# 3.2 Downloading the PM2.5 sample data set (Step-1)

This Jupyter notebook is used to retrieve sensor data (particulate matter - PM 2.5) from the openSenseMap platform (https://docs.opensensemap.org/) and save it as a CSV file. This dataset will be used in step 2 and step 3 of our exercise to mimic sensor data streams that will be sent to a sensor data broker, which will then forward these messages to applications that have subscribed to data of a specific topic. 
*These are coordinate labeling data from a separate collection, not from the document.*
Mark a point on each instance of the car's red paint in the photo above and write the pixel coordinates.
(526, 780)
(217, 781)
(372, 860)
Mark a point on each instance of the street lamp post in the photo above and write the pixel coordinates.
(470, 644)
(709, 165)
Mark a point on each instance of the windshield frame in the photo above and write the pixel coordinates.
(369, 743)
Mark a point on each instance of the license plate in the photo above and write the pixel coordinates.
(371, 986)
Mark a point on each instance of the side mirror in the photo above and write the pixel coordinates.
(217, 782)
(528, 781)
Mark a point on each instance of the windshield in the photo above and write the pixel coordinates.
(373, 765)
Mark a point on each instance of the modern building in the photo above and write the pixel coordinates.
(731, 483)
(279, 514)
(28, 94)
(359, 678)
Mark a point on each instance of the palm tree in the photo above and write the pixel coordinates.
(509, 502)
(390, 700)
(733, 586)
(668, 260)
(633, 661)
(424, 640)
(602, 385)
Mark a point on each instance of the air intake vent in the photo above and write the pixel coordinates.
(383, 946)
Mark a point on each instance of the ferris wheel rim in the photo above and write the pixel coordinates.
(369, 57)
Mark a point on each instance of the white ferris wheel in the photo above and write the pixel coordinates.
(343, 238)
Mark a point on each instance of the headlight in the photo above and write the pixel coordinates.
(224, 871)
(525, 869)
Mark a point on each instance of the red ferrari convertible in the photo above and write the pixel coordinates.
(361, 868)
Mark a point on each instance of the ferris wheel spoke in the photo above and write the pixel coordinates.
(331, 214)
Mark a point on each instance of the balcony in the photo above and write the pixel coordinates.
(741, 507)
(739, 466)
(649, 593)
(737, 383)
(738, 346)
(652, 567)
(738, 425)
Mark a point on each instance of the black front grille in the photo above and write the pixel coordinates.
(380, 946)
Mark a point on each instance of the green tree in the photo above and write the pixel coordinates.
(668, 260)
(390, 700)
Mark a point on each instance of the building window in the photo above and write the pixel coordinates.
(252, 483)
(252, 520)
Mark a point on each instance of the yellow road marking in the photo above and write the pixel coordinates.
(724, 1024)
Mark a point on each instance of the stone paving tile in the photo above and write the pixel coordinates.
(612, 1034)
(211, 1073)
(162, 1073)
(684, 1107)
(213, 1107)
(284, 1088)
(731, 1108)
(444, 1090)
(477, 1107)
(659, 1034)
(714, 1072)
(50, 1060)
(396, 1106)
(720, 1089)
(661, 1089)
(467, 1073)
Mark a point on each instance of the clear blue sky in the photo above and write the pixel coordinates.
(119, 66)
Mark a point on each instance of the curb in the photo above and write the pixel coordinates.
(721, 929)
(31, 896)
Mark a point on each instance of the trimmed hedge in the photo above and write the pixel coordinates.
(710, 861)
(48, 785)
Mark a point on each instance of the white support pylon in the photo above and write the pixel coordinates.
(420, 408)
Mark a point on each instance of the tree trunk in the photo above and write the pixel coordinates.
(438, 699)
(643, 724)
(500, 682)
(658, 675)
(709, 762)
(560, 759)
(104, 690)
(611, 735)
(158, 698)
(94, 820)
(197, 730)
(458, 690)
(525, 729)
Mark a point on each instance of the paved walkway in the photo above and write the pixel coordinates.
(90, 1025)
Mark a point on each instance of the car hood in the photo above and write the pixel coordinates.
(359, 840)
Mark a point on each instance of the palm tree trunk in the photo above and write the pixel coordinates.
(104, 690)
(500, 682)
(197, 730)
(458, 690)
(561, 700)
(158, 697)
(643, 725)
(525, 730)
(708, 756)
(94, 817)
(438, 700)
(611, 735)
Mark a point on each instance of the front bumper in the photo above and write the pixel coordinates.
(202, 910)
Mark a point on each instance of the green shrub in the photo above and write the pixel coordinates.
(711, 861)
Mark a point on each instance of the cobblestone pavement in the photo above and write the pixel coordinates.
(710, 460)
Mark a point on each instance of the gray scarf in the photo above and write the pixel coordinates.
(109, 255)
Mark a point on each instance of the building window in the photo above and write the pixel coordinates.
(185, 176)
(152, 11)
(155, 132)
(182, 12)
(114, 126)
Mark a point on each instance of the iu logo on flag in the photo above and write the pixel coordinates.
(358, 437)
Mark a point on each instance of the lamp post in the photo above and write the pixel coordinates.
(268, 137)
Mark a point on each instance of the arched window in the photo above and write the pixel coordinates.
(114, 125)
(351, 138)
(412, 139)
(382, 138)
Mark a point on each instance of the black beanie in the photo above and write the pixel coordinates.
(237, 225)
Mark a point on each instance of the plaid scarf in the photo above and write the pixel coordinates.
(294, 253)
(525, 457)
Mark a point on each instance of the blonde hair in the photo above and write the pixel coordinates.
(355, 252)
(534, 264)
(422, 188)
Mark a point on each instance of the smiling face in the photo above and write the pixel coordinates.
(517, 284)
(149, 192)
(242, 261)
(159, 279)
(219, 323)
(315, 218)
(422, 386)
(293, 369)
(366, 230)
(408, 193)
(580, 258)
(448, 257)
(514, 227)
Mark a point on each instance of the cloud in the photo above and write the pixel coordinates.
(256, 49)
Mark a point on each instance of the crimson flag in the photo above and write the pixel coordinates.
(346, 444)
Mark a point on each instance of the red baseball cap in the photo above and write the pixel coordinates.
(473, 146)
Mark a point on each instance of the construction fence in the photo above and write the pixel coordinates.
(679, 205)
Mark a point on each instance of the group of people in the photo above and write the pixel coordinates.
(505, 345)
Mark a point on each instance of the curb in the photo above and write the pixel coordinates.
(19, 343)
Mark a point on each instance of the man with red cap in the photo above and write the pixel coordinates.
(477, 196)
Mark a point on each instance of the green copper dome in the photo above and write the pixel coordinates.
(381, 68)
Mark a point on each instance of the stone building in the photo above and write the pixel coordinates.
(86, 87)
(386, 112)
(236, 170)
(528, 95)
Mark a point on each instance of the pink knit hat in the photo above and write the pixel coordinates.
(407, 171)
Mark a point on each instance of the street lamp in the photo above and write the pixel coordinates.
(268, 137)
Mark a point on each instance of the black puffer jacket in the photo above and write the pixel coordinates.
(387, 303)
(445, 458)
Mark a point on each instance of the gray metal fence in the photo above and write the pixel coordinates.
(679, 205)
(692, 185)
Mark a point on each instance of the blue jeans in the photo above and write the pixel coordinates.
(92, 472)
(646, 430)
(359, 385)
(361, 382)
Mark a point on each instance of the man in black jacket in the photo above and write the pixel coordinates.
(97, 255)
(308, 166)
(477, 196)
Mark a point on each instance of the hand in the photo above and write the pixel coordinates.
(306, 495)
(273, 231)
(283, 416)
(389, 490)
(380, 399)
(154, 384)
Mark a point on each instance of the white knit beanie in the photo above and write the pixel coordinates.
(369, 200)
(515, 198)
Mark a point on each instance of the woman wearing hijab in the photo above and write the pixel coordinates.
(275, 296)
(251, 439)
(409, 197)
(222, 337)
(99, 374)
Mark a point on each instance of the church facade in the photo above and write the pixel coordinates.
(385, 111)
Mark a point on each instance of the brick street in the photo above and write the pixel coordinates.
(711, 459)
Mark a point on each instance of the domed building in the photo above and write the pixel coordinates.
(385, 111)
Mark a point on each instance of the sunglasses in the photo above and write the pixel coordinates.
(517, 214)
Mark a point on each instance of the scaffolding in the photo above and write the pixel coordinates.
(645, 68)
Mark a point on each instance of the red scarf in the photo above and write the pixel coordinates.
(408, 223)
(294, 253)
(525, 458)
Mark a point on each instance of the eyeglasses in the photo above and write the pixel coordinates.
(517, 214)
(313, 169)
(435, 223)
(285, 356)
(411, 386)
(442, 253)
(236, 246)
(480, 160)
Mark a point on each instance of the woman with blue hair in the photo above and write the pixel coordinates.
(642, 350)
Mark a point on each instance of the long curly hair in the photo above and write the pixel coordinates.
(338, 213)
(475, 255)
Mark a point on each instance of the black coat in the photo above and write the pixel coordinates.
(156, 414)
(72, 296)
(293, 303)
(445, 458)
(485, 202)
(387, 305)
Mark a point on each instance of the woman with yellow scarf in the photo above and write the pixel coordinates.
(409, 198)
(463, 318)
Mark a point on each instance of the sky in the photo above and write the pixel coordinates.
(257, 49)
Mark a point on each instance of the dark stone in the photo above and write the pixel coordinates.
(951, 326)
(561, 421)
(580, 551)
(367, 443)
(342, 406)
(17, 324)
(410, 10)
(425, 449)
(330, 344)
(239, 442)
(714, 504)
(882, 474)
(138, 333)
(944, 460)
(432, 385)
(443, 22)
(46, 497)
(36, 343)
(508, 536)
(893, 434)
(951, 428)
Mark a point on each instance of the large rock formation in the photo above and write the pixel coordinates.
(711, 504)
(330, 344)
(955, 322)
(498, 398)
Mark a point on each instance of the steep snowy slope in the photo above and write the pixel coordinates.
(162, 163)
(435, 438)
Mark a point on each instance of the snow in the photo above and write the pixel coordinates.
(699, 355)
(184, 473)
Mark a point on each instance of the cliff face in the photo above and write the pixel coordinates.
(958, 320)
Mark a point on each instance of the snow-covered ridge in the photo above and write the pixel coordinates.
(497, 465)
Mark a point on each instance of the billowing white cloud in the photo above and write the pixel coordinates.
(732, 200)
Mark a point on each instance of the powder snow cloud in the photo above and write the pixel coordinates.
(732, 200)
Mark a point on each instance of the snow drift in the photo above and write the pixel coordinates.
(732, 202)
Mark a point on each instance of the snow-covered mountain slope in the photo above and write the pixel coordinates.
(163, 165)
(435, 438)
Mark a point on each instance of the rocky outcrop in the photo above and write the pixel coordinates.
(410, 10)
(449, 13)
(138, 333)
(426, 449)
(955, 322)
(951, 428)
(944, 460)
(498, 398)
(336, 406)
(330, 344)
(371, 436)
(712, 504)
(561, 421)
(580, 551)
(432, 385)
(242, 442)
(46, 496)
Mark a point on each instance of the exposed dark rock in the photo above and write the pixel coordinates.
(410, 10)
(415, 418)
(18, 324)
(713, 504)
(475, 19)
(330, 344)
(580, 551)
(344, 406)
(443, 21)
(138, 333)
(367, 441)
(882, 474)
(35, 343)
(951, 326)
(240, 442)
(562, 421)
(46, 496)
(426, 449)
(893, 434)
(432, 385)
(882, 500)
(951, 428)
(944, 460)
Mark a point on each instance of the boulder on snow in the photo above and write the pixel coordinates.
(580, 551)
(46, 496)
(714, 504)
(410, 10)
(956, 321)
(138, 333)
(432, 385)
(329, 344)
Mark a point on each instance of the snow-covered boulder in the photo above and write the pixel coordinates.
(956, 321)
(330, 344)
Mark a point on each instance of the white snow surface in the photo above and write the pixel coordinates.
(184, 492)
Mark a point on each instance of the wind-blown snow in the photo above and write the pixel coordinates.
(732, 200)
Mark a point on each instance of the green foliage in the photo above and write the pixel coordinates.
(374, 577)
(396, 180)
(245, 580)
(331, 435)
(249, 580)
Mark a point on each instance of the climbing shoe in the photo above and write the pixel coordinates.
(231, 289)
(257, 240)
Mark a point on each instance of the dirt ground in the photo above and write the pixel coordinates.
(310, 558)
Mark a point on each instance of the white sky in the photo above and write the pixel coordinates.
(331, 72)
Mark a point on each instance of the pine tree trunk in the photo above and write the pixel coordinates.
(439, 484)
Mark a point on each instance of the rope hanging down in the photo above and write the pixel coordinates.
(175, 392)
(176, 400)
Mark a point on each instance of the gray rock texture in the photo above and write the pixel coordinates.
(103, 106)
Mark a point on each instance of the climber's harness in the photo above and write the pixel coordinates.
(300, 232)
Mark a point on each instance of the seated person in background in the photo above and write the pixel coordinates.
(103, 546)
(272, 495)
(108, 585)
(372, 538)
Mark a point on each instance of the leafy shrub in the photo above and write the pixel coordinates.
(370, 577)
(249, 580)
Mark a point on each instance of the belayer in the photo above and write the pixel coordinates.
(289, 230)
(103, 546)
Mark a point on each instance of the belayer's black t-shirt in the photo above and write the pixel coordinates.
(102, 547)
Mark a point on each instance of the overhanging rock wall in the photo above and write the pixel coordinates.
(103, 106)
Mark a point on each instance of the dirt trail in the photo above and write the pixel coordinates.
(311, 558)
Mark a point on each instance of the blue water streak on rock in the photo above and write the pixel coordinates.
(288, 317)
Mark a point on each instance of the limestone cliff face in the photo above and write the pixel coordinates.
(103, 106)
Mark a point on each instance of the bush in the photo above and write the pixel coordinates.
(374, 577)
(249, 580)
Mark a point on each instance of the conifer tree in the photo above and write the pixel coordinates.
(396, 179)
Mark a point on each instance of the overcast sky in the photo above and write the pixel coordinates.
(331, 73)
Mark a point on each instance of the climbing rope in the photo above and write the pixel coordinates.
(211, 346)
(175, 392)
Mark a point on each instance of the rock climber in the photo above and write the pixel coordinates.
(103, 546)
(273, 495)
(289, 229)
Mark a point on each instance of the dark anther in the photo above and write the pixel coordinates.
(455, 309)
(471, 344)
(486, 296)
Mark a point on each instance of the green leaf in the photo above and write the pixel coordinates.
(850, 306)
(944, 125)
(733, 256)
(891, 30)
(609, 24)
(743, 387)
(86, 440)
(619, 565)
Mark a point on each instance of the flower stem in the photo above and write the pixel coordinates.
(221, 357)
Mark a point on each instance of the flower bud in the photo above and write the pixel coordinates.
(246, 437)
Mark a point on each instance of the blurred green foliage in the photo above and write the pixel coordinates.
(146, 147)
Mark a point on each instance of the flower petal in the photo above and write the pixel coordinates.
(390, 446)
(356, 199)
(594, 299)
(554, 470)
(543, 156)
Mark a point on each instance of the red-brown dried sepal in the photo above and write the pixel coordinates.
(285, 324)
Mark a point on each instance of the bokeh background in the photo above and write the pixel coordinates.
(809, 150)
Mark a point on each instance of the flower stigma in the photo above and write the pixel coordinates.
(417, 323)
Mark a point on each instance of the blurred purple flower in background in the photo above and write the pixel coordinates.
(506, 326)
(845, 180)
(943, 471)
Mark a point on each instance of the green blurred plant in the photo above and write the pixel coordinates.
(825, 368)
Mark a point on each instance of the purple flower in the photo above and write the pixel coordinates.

You must complete the following 4 tasks in order to successfully download the data to a CSV file:

1. Find the lat/lon value from Google Maps for the region of Münster, Germany 
2. Draw/Edit the (Area of Interest) AOI Over Münster, Germany
3. Limit the spatial extent of your API request for data to your AOI coordinates (BBOX)
4. Fetch PM2.5 readings for 7 days, starting from **15 Jan, 2024**

In [1]:
## Import Libraries

import requests # for connecting URL of the API endpoints
import geojson # to read geojson files
from geojson import dump
import pandas as pd # to handle tabular data
from ipyleaflet import Map, basemaps, WidgetControl, Marker, basemap_to_tiles, DrawControl, GeoJSON # widget to enable map interactions
from ipywidgets import IntSlider, ColorPicker, jslink # widget to enable map interactions
import geopandas as gpd # to read files with spatial information like raster or vector

In [2]:
## Defining the Service Endpoints that we'll use

sensebox_url = "https://api.opensensemap.org/boxes?"
sensebox_data_url = "https://api.opensensemap.org/statistics/descriptive?"

phenomenon = "PM2.5"


### Load Map Widget

The map widget enables us to perform interactive GIS/Map operations programmatically within the jupyter environment.
Run the following cell to visualise/test the map widget. The current center of map is [0,0]

In [3]:
center = (0, 0)

m = Map(center=center, zoom=15)
marker = Marker(location=center, draggable=True)
m.add_layer(marker);
display(m)

Map(center=[0, 0], controls=(ZoomControl(options=['position', 'zoom_in_text', 'zoom_in_title', 'zoom_out_text'…

**By the way:**
Do you know the name given to this point of zero degrees latitude and zero degrees longitude, i.e., where the prime meridian and the equator intersect?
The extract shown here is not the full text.